Store Expressed Milk in the Fridge or Freezer

Stored milk can be kept in the fridge for 3-5 days at an appropriate temperature of 0-4℃. Alternatively, stored milk can be kept frozen for up to 6 months at a temperature of -18℃ or lower in a separate freezer. It’s recommended to store milk in small quantities to prevent wastage and facilitate fast thawing.


The appropriate amount of breast milk given in a bottle depends on various factors, including the baby’s age, weight, appetite, and medical condition. It’s essential to ensure that the amount given is per your baby’s needs and schedules. Additionally, it’s crucial to store the milk adequately to prevent contamination and ensure the baby’s safety. Properly stored breast milk can satisfy the baby’s nutritional needs while supporting their growth and development.


Q. How much milk does a newborn need per feeding?

A. A newborn baby typically requires 2-3 ounces of milk per feeding.

Q. How often should I feed my newborn?

A. Newborns usually feed every 2-3 hours or 8-12 times a day.

Q. How much milk should I pump to feed my baby?

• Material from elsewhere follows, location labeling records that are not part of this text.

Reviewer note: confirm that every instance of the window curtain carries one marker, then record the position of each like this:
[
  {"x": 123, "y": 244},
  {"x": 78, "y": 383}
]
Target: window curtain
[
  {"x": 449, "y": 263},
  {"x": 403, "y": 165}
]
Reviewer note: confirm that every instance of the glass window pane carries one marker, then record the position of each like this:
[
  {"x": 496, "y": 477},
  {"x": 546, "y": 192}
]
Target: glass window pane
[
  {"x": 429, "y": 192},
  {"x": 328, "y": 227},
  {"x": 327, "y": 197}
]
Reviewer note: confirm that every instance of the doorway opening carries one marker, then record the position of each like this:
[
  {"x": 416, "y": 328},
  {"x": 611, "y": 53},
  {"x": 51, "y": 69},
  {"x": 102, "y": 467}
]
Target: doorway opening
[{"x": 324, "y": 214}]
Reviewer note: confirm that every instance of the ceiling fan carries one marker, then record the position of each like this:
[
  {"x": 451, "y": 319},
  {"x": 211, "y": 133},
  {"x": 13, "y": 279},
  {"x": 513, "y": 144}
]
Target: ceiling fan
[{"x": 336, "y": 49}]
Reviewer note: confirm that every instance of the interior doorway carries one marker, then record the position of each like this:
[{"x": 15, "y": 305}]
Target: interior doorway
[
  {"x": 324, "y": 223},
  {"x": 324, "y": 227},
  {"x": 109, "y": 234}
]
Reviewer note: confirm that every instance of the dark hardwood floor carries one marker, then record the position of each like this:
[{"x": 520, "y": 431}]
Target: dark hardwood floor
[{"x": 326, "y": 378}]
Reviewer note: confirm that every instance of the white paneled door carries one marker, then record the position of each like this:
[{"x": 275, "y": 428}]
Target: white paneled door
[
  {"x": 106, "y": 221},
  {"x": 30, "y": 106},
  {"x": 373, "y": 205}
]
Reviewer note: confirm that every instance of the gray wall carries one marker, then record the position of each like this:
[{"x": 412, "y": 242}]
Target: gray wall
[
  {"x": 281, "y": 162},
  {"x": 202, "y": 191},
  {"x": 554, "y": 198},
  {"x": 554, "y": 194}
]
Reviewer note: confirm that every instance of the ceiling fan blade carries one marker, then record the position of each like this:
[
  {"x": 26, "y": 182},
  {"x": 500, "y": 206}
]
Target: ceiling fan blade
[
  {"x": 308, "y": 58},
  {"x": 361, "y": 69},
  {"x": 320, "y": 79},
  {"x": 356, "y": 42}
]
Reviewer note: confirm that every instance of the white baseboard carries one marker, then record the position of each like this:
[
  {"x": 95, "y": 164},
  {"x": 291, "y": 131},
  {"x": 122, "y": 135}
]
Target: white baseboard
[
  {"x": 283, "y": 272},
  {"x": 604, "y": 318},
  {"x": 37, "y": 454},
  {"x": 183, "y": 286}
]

A. The amount of milk you pump depends on several factors, including a baby’s age, weight, and appetite. Make sure you have adequate milk to cover feedings and potential milk wastage.

Q. How long can I keep expressed milk for my baby?

A. Refrigerated expressed milk can be kept for 3-5 days at the proper temperature of 0-4℃. You can store milk in the freezer for up to 6 months.


1. American Academy of Pediatrics Committee on Nutrition. (2012). Pediatric Nutrition handbook.

2. Centers for Disease Control and Prevention. (2021). Breastfeeding.

3. National Health Service. (2021). Expressing and storing breast milk.